Necrostatin‐1 alleviates reperfusion injury following acute myocardial infarction in pigs

Background In rodents, it has previously been shown that necrostatin‐1 (Nec‐1) inhibits RIP 1, a central regulator of programmed necrosis, thereby decreasing cell death and reducing infarct size (IS) after ischaemia/reperfusion (I/R) injury. To address unanswered questions on feasibility and efficacy of Nec‐1 in a large animal model, we assessed the effects of Nec‐1 in a porcine I/R model, relevant to human disease. Materials and methods In Dalland landrace pigs (69 ± 3 kg), I/R injury was induced by a 75‐min surgical ligation of the left circumflex coronary artery ( LC x). Ten minutes prior to reperfusion, pigs were randomly allocated to different Nec‐1 doses (1·0 mg/kg or 3·3 mg/kg) or vehicle treatment (control, CTRL ). Functional endpoints and immunohistological analyses were performed 24 h after reperfusion.
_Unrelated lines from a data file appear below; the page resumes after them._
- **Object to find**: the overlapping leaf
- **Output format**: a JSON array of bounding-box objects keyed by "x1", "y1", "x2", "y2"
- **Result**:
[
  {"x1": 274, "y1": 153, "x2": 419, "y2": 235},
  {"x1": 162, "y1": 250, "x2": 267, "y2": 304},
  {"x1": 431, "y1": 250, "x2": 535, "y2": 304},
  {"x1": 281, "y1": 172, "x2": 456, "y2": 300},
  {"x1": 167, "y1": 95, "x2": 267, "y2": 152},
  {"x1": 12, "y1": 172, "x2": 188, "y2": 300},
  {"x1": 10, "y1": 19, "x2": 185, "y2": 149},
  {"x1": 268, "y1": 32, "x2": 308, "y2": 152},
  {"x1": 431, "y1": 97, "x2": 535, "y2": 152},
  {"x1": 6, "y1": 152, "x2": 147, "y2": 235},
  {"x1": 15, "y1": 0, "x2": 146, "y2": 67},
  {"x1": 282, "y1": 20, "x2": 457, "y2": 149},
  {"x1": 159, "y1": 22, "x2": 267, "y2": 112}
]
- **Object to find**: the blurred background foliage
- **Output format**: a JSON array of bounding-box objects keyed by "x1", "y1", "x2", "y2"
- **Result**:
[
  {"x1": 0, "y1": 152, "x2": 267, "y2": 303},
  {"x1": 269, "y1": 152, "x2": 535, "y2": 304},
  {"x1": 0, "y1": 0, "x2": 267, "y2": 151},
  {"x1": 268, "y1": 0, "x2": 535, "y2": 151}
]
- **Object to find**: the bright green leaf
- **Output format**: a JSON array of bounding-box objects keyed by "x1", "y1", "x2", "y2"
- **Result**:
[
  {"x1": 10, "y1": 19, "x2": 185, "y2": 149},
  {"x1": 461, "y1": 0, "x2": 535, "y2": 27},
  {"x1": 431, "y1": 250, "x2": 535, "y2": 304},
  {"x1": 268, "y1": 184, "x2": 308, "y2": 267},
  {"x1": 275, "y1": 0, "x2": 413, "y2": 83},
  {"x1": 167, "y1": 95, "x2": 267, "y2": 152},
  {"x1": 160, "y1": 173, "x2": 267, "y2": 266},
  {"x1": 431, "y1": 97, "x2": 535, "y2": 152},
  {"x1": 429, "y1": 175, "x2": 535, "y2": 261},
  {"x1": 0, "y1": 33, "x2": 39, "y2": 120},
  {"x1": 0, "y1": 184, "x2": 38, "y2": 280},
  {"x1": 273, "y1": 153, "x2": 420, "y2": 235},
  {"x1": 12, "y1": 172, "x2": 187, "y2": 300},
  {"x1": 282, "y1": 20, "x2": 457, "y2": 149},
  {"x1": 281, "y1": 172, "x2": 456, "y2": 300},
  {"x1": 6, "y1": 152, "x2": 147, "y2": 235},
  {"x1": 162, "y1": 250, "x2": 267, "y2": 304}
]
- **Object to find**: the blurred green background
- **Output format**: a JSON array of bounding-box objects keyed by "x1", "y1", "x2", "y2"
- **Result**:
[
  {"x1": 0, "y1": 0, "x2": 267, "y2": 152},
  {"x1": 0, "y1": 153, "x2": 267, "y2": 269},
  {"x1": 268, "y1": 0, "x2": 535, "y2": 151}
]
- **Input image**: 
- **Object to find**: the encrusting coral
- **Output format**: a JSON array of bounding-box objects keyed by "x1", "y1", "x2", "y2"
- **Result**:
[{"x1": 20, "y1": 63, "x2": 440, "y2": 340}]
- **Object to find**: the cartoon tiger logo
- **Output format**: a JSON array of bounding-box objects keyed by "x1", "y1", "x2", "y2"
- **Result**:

Results Nec‐1 3·3 mg/kg significantly reduced IS ( n  = 6; 24·4 ± 15·6%) compared to Nec‐1 1·0 mg/kg ( n  = 5; 54·8 ± 16·9%) or CTRL s ( n  = 6; 62·1 ± 26·6%; P  = 0·016). In line, LV ejection fraction ( LVEF ) was significantly higher in Nec‐1 3·3 mg/kg, compared to Nec‐1 1·0 mg/kg or CTRL treated animals (50·0 ± 12·0% vs. 32·5 ± 12·9% vs. 31·9 ± 6·6%, respectively, P  = 0·015). Hemodynamically, a preserved contractility was observed [end‐systolic volume at 100 mmHg ( ESV 100 )] at 24‐h follow‐up (87·6 ± 17·3 mL vs. 74·5 ± 41·1 mL vs. 56·8 ± 11·8 mL, respectively, P  = 0·032), reflecting improved cardiac function. Conclusions In the pig model of I/R injury, intravenous administration of Nec‐1 prior to reperfusion was an effective and above all practical therapeutic strategy that significantly reduced IS and preserved left ventricular function. These data highlight the potential of cardioprotection as a promising adjuvant therapy in the setting of early reperfusion following I/R injury.